One Defense Department official, speaking on background, called Anduril and Palantir the “success stories of the defense-tech movement.” The official said he wouldn’t be surprised if the partnerships signaled “a play to shape the next administration’s approach” to buying defense technology.

That will be even easier under Palantir CTO Shyam Sankar, who has reportedly been  picked to lead the Pentagon’s research and engineering efforts under the next administration. 

Anduril and Palantir did not respond to requests for comment on this story.

New DOD AI cell

Which agency or office in the Department of Defense will spearhead accountability and governance over players that are increasingly coordinating their approach? That falls to the Chief Digital and Artificial Intelligence Office, better known for its efforts to foster the use of AI.

Just on Wednesday, the CDAO and the Defense Innovation Unit announced that they had created an AI rapid capabilities cell to accelerate the exploration, testing, and adoption of generative AI. 

The NDAA also pushes the CDAO to smooth the adoption of AI. Section 1521 tasks the office with increasing and synchronizing the use of modern data formats and sharing standards across the department. This includes defining and implementing a strategy to transition from obsolete data formats to modern ones in weapons, command-and-control systems, and sensors. 

Those company partnerships announced last week are directly relevant to that—and to Section 233, which requires “the development of a strategy to invest in advanced technologies, including automated systems and artificial intelligence, to streamline the process of organizing, indexing, and categorizing data.” 

CDOA chief Radha Plumb is scheduled to depart in January as the new administration takes over.
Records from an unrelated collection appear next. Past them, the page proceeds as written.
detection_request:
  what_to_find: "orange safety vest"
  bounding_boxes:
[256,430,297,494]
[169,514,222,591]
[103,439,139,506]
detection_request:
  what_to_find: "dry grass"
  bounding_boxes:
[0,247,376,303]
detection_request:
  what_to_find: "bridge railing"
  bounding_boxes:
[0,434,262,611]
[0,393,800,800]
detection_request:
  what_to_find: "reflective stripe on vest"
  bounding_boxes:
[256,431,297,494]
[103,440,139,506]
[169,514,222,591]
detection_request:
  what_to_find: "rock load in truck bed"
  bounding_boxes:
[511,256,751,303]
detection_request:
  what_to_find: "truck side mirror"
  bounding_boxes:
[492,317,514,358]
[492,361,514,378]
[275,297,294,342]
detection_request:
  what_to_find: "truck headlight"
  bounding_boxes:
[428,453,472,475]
Her successor will be tasked with implementing those NDAA provisions on data synchronization and strategy development. But they will be overseeing an AI defense contractor community that is increasingly synchronized in their approach to data standards, reporting, and competition. 

Scott Nover, writing at GZERO Media, called this an incipient “AI military-industrial complex.”

In November, Palantir passed Lockheed Martin in one closely watched measure: market cap. In a letter to investors that month announcing quarterly revenue, Palantir founder Alex Karp boasted, “A juggernaut is emerging. This is the software century, and we intend to take the entire market.”

Increasingly, Karp and his fellow defense-tech execs are hunting together.